Bristol Capital Advisors, LLC ("BCA") believes that an investment approach focused on smaller capitalized companies, early stage companies or larger private companies is the best way to identify and seek to profit from undiscovered or untapped deep value investment opportunities. We find these opportunities among companies we believe to be "under-valued," "under-resourced" or poorly governed, such as early stage development companies with growth potential, where the various stages of the company’s evolution provide a range of investment opportunities, or in larger private companies with valuable intellectual property, strong brand recognition, assets or products that generate significant revenue but have lacked fiscal discipline, governance, strategy, or become mired in debt. The value of these companies may significantly appreciate as a result of changes in management, governance, strategy or corporate and/or financial restructuring.
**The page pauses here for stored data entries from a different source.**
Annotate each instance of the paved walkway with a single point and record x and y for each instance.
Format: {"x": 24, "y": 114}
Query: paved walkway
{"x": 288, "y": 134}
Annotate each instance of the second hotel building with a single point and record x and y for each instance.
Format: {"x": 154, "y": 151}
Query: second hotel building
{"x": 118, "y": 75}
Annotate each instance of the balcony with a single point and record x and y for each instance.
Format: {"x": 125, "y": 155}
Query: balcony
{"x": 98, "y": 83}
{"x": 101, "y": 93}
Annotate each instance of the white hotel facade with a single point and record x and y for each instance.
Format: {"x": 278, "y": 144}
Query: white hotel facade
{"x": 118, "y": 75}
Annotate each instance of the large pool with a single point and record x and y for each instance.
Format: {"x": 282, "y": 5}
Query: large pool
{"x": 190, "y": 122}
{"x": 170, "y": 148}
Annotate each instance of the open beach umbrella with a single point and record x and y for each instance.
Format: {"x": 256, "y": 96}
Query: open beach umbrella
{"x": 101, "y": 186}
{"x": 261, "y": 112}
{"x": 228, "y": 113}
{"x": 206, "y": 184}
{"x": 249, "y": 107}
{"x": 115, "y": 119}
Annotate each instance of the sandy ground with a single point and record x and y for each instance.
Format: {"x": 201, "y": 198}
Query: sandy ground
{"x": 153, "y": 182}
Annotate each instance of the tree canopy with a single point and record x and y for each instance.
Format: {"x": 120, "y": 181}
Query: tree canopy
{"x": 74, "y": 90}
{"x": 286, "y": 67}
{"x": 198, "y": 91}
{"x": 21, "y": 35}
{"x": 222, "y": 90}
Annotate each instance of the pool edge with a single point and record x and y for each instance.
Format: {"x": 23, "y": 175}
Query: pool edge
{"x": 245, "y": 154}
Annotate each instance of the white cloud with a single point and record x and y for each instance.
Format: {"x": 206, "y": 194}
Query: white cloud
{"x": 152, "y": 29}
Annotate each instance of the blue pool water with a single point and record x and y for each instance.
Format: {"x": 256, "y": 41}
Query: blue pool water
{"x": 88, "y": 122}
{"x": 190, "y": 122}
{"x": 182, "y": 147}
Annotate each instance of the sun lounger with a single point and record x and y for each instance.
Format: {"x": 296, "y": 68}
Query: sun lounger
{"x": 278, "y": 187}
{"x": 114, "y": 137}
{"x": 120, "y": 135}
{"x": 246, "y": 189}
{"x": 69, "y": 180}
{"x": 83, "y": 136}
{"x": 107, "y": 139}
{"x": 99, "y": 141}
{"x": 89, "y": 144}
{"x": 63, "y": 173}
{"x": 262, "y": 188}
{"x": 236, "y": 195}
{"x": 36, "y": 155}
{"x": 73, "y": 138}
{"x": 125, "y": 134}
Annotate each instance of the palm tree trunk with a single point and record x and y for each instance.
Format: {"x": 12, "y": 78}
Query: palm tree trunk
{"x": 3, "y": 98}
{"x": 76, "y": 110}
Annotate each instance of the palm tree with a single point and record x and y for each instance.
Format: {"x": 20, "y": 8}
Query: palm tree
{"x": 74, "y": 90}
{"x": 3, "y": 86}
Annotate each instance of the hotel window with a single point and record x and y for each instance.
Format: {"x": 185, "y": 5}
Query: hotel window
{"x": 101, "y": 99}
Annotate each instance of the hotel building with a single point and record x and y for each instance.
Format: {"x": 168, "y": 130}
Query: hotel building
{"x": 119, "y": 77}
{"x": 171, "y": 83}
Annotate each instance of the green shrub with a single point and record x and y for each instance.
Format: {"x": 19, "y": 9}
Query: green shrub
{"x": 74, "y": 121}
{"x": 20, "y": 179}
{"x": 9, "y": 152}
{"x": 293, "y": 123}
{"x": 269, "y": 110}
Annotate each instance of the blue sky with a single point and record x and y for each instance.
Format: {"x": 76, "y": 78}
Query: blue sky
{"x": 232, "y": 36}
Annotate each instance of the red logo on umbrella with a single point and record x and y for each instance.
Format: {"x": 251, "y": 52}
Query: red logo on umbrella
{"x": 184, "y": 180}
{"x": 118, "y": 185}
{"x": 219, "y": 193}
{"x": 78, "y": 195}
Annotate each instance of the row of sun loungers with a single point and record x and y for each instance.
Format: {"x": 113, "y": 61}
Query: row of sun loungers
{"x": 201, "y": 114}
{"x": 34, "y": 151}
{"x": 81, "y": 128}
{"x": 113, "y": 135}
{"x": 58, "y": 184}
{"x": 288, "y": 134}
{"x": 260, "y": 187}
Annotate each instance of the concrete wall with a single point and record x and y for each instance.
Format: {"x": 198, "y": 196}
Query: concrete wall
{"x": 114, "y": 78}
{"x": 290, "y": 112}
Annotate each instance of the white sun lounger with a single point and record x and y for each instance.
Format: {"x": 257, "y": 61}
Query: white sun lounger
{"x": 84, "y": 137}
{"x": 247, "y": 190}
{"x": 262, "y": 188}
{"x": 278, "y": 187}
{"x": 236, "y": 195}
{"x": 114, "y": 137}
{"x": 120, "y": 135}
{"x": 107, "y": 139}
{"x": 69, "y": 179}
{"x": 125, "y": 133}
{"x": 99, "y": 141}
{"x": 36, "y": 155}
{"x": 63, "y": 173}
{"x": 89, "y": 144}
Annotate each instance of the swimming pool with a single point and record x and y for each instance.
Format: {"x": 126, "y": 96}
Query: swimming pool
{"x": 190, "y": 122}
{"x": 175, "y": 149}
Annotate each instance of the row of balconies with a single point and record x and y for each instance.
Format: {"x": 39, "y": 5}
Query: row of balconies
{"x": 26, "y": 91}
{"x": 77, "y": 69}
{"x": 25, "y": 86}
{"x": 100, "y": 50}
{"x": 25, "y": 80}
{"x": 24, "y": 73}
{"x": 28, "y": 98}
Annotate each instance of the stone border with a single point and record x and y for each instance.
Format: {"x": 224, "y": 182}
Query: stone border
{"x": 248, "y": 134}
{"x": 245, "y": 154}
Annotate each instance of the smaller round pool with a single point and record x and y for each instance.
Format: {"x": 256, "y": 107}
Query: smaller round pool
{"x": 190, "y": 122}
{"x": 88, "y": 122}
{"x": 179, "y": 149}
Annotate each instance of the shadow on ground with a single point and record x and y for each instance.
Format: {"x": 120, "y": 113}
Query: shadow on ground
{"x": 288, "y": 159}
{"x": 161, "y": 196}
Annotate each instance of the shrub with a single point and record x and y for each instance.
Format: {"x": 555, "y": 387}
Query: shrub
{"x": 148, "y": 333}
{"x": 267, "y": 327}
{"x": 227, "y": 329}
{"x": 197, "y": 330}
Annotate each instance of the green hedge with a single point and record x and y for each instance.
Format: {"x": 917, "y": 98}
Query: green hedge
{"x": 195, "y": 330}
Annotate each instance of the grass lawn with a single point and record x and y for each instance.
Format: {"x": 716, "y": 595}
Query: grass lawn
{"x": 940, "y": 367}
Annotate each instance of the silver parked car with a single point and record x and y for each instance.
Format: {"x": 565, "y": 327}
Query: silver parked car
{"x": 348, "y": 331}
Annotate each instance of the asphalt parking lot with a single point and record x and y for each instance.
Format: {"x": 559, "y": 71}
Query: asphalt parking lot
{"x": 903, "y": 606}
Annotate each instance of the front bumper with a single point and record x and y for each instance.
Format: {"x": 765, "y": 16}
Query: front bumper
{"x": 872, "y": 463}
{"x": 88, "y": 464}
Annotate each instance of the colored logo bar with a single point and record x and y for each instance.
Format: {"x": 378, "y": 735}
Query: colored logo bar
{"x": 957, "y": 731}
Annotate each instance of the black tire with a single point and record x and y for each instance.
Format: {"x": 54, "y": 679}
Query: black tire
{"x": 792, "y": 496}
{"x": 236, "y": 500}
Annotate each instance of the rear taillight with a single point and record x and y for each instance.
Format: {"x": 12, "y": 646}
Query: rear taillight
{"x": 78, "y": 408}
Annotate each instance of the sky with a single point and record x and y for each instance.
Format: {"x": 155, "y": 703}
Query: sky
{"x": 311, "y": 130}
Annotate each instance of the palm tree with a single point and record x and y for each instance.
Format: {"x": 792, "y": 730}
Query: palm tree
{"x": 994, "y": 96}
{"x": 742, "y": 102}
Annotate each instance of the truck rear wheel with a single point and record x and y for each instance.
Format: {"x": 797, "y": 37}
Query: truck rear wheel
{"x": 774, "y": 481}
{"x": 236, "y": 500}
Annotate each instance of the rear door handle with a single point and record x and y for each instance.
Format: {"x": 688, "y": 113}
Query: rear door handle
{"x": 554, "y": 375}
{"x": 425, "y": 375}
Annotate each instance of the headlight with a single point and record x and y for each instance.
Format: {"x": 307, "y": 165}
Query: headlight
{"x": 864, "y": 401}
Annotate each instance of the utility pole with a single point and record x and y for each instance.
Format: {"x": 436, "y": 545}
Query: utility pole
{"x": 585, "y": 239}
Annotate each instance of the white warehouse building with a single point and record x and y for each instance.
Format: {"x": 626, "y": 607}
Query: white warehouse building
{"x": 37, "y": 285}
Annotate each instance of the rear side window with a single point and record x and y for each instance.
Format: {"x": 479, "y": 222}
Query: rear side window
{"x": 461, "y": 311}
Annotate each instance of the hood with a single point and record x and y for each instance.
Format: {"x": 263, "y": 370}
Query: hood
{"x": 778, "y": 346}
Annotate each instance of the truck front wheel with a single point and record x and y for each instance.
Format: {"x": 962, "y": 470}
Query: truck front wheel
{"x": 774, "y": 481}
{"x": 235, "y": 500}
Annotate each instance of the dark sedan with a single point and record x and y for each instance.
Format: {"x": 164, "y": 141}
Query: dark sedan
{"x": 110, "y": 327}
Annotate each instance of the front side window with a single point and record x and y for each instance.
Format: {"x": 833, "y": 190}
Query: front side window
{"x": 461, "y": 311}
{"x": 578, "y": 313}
BCA favors opportunities to work with companies in a mutually beneficial and cooperative environment but will pursue aggressive activist investing in particular cases. In situations where management has repeatedly failed to execute on a business plan or make the desired improvements to the company's corporate governance, or there are signs that management may have internal conflicts of interest or are taking actions that have a detrimental impact on the company's operations or performance, BCA shall seek to implement the desired improvements through ongoing discussions with management. At times, when progress is not made through these discussions, BCA may often seek to take other actions, such as seeking board representation or calling a special shareholder meeting.
Late stage pre-IPO private equity allocations or bridge loans are made with the intention of profiting from a post-IPO sale of the holding, rather than planning for it to be a buy and hold long-term (i.e. 2 years+) investment. Private investments in public companies are made in cases where there are catalysts or the potential for catalysts (i.e. completion of later phases of drug trials) occurring in the near future (i.e. 6 to 12 months) to propel the stock forward and the pricing of securities is at a discount to market value at the time of investment. Investments in distressed companies can be made through stalking horse bids, DIP loans, or asset purchases, which enable a company to reorganize, revitalize its balance sheet, improve relations with vendors, and better position itself to capitalize on its future and turnaround strategy. These transactions are often structured to include provisions designed to protect against loss of principal and minimize risk.
We believe that the depth of experience and expertise of our portfolio managers as active investors in private and public equity, distressed companies (as either the stalking horse bidder, DIP lender, or purchaser of assets), and structured transactions, supplemented by the efforts of an investment team which has worked together for over two decades, is both a competitive advantage and a requisite for properly evaluating and pursuing deep value opportunities in a variety of companies, whether private, public or distressed.